HARRISBURG - A controversial adviser to Welfare Secretary Gary Alexander will step down from his $104,470 position on Tuesday, department officials said.

HARRISBURG - A controversial adviser to Welfare Secretary Gary Alexander will step down from his $104,470 position on Tuesday, department officials said.

Robert W. Patterson, a special assistant to Alexander, submitted his resignation early last week as The Inquirer was preparing to publish a story about his outside role as editor of a conservative, faith-based journal. But department officials acknowledged yesterday that he was still working for the state and would do so for an indefinite period.

They would not elaborate.

Efforts to contact Alexander and Patterson for comment have been unsuccessful.

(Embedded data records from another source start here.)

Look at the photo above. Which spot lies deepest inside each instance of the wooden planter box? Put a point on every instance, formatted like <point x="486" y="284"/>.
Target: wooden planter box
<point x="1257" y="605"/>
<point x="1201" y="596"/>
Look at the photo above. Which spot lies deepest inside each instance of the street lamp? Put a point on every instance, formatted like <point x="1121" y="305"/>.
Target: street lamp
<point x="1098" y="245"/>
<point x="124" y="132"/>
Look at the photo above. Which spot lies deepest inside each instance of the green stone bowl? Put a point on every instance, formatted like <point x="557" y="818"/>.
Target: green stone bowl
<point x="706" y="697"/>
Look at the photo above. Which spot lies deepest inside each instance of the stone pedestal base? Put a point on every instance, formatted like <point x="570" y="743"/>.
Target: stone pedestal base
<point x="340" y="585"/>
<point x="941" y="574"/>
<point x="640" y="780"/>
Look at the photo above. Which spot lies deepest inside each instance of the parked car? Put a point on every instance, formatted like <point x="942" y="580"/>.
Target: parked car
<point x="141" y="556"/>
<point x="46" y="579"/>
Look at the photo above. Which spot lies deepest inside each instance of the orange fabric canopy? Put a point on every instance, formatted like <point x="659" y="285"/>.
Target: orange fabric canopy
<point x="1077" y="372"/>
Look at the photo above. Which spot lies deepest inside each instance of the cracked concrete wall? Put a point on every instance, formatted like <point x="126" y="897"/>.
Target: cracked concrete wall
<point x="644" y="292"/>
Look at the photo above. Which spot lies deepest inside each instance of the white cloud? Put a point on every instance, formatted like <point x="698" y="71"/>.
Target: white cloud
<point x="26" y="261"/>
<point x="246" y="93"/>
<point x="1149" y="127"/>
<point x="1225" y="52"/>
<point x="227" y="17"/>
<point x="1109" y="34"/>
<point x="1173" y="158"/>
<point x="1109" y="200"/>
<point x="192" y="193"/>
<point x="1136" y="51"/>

A department spokeswoman said today that Patterson's last day will be Jan. 31.

In announcing Patterson's exit last week, the Corbett administration distanced itself from views expressed in the journal, which has criticized key welfare programs administered by the Department of Public Welfare and offered opinions that women should be stay-at-home mothers and opposing birth control - as well as musings on how condom use could rob women of reported mood-enhancing benefits of chemicals in semen.

Department officials said Patterson had decided to resign because he had been denied his request to remain the editor of the Family in America journal while working for the state.

Patterson began writing for the publication in 2004 and was named editor in 2009. The journal is published by the Howard Center for Family, Religion and Society in Rockford, Ill., which opposes abortion, divorce, birth control, feminism, and homosexuality, and advocates for a "child-rich, married-parent" family.

In his columns, Patterson presents, summarizes, and opines on research relating to families.

They include entries on how children of single mothers are more likely to be overweight and those of working mothers more likely to be a "couch potato," and how women who take the Pill are less likely to find "Mr. Right."

He also authored a piece advocating scaling back assistance programs such as Medicaid, food stamps, and cash assistance for the poor.

The programs, he argued, are the legacy of President Lyndon B. Johnson's Great Society and War on Poverty - which, Patterson argued, produced "more of a quagmire than Vietnam ever was."